I also grew a lot as a person during my time there. Not only with how much I have improved my level of French (which has come on massively) but also, living alone in a foreign country has inevitably made me even more physically independent than I was beforehand. However, it also gave me a lot of thinking time to be reflective about life in general and because of this, I am feeling very confident with who I am, what I am capable of and what I want from life.

Consequently, St Chély will always have a special place in my heart (cheesy, but true) and I am already looking into going back next year. In fact there is a direct train from Valencia (where I am doing Erasmus next semester) to Montpellier. So it will in fact be very easy for me to head back during the Spanish holidays next semester. Both the students and I are genuinely gutted that I had to leave, but I am happy in the knowledge that I will hopefully be back very soon.
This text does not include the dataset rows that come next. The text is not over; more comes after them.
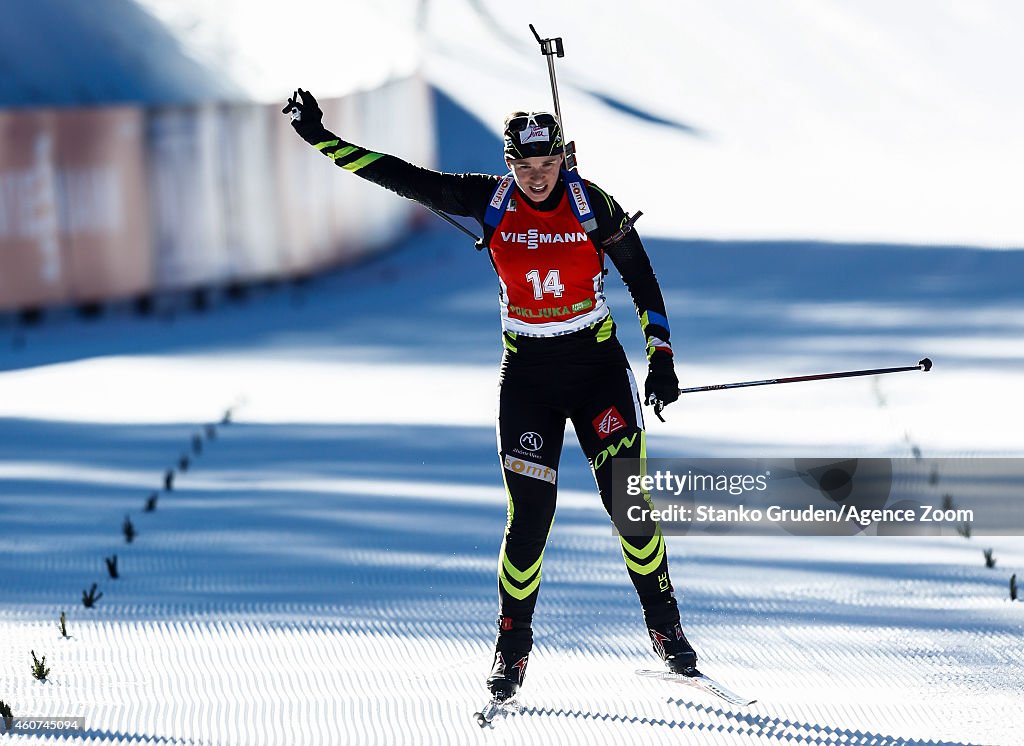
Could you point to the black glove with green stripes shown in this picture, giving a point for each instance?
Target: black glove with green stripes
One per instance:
(662, 383)
(307, 119)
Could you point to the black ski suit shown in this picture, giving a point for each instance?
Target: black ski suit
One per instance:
(566, 369)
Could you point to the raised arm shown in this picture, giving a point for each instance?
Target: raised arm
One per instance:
(465, 194)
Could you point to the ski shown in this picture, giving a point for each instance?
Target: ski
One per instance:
(698, 681)
(496, 708)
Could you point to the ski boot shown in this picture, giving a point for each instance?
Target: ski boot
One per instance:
(672, 646)
(507, 673)
(515, 640)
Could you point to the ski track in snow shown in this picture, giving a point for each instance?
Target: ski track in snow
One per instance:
(333, 582)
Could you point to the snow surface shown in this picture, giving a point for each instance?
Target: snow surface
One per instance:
(324, 571)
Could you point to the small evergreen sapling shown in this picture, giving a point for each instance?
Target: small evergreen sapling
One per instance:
(90, 598)
(8, 716)
(39, 669)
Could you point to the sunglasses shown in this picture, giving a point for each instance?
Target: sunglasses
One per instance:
(536, 119)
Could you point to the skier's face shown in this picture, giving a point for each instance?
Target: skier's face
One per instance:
(536, 176)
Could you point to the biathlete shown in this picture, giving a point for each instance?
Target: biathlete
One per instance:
(548, 232)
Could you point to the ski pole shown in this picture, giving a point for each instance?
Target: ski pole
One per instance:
(552, 48)
(448, 218)
(925, 364)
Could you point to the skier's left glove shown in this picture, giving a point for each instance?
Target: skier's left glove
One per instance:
(662, 386)
(307, 119)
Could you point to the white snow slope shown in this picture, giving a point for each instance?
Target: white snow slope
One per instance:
(324, 570)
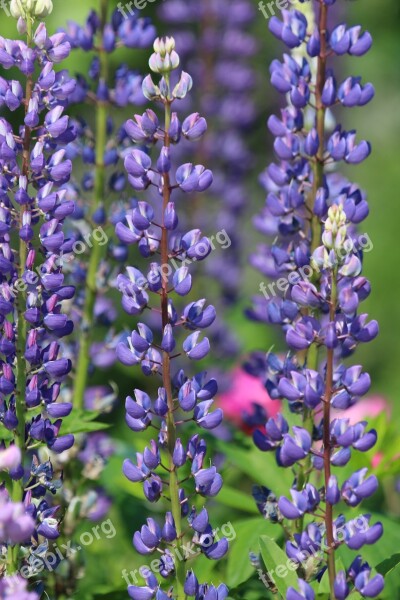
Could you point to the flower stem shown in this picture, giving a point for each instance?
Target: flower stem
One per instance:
(83, 361)
(316, 228)
(327, 442)
(166, 374)
(17, 490)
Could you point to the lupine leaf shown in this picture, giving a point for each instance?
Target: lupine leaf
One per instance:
(248, 533)
(274, 558)
(389, 564)
(237, 499)
(82, 421)
(5, 434)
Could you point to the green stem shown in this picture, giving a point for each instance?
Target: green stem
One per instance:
(327, 442)
(83, 362)
(166, 374)
(316, 228)
(17, 488)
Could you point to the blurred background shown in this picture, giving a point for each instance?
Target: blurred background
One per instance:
(379, 122)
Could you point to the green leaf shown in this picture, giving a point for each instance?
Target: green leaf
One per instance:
(388, 565)
(82, 421)
(276, 561)
(5, 434)
(248, 533)
(237, 499)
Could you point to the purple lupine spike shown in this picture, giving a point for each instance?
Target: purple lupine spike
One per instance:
(310, 216)
(155, 347)
(34, 208)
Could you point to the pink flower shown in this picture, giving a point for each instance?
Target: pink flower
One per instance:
(364, 409)
(240, 400)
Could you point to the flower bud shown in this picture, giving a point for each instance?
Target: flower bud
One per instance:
(31, 8)
(164, 59)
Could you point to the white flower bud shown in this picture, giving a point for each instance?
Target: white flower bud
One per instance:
(30, 8)
(164, 59)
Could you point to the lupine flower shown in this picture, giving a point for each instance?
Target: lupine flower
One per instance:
(218, 56)
(33, 168)
(101, 147)
(155, 348)
(316, 258)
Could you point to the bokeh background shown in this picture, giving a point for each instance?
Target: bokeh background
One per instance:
(379, 122)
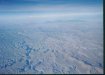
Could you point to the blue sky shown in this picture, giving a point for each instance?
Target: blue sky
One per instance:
(51, 9)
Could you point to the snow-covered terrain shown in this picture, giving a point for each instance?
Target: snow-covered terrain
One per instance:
(62, 47)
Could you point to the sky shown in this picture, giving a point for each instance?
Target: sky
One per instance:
(50, 9)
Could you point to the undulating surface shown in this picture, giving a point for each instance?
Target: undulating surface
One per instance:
(52, 41)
So where do I go from here? Articles on Reverse Shock Culture say that the key to getting over it is to just get actively involved in what’s going on back at home and this is exactly what is going to happen for me. I am ecstatic to be able to see friends and family over Xmas. In Liverpool, I’ve got some catch ups arranged, 21st birthdays to go to and I still need to do my crimbo shopping. So lots of exciting things planned.
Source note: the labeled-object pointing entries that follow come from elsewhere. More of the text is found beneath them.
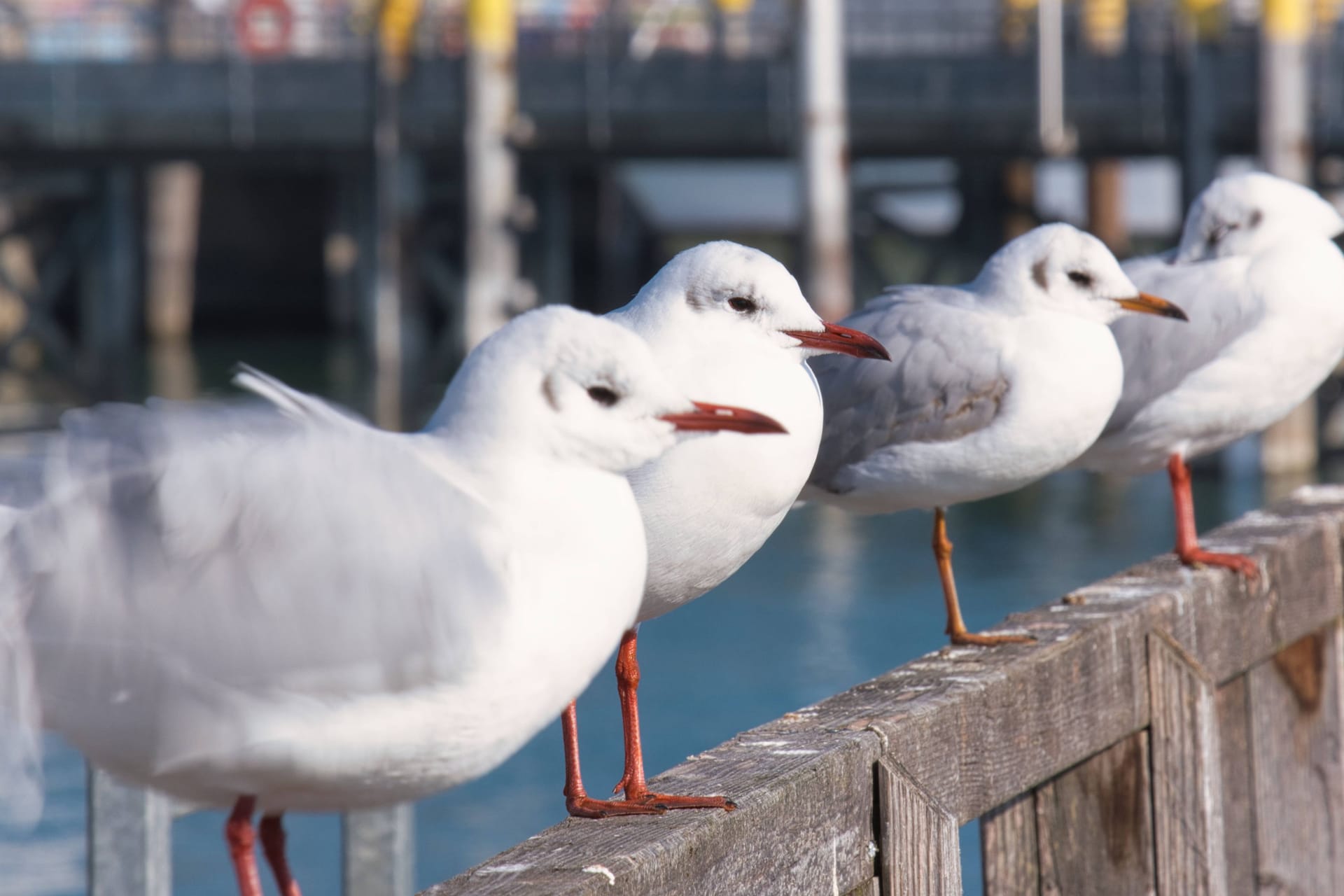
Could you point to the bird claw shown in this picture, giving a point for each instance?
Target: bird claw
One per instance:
(670, 801)
(1236, 562)
(964, 638)
(588, 808)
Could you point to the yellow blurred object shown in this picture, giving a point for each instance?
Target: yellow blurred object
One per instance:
(1104, 24)
(491, 24)
(397, 26)
(1327, 13)
(1289, 20)
(1206, 15)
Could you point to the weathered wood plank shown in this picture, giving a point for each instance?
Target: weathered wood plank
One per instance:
(1094, 825)
(130, 839)
(1297, 766)
(804, 825)
(974, 727)
(1234, 754)
(918, 848)
(1019, 715)
(1008, 848)
(378, 850)
(1187, 774)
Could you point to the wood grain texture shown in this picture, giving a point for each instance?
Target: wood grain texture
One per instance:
(1234, 754)
(1008, 849)
(1094, 825)
(1297, 770)
(1186, 771)
(974, 727)
(918, 848)
(804, 825)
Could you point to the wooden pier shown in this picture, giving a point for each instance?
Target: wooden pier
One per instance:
(1171, 731)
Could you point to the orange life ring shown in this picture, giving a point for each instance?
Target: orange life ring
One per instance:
(264, 27)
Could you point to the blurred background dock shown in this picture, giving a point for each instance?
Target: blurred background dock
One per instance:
(182, 169)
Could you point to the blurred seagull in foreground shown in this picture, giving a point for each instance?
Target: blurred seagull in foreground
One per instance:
(730, 324)
(995, 384)
(1265, 288)
(286, 609)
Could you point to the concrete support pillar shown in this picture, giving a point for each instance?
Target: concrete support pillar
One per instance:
(492, 253)
(171, 229)
(1285, 141)
(828, 281)
(1107, 203)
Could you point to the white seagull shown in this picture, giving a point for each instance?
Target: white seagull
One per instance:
(726, 323)
(995, 384)
(286, 609)
(1265, 289)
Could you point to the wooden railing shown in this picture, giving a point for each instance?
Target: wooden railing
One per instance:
(1171, 731)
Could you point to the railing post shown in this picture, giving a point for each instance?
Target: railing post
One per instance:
(1297, 766)
(130, 840)
(1187, 773)
(379, 852)
(920, 853)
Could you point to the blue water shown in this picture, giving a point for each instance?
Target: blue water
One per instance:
(831, 601)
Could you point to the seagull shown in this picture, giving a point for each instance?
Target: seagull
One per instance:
(995, 384)
(280, 608)
(726, 323)
(1265, 286)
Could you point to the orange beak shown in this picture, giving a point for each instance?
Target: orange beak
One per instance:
(1145, 304)
(723, 418)
(840, 339)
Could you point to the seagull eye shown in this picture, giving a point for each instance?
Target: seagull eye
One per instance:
(1221, 232)
(742, 305)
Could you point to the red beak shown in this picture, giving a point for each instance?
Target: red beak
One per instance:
(841, 339)
(711, 418)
Finally, I would just like to take this opportunity to say a massive merci to everyone in St Chély who has looked after me and treated me with such hospitality. Samuel, Estelle, Anthony, Thomas, Flavien, Pepito, Marion, Candice, Damien, Alicia, Florie etc thank you so much for being so warm and welcoming and I will be back soon 😉

So this concludes my final blog on this half of the Year Abroad. In all seriousness, I can’t believe that it is over. Yes, there were times whilst it was happening that it seemed like it was going slowly but generally, looking back now, it flew by. And I have no regrets about doing this assistantship. Interestingly, the system is changing next year. Instead of schools and assistants being randomly matched, I have been told that schools will now advertise themselves and the assistants will apply to the schools. Now if this were the case for me, I would never have chosen St Chély. And now I am so happy with how it turned out. So my piece of Year Abroad advice before signing off for Christmas would be this: BE OPEN MINDED. About everything. Who knows how things will turn out. You may be nervous, as I was, about the location. But it has all turned out the opposite to how I thought it would. So just go with everything, say yes to everything and also, just be prepared for things to go wrong, too. Cos they inevitably will but just remain open minded, and reassure yourself that things will eventually work out because they will and you will thoroughly enjoy yourself. I just hope someone will actively choose St Chély next year as I had an incredible time there.

Hoping all of my readers have a very Merry Christmas and a Happy New Year.

I will miss writing my blog over the holidays!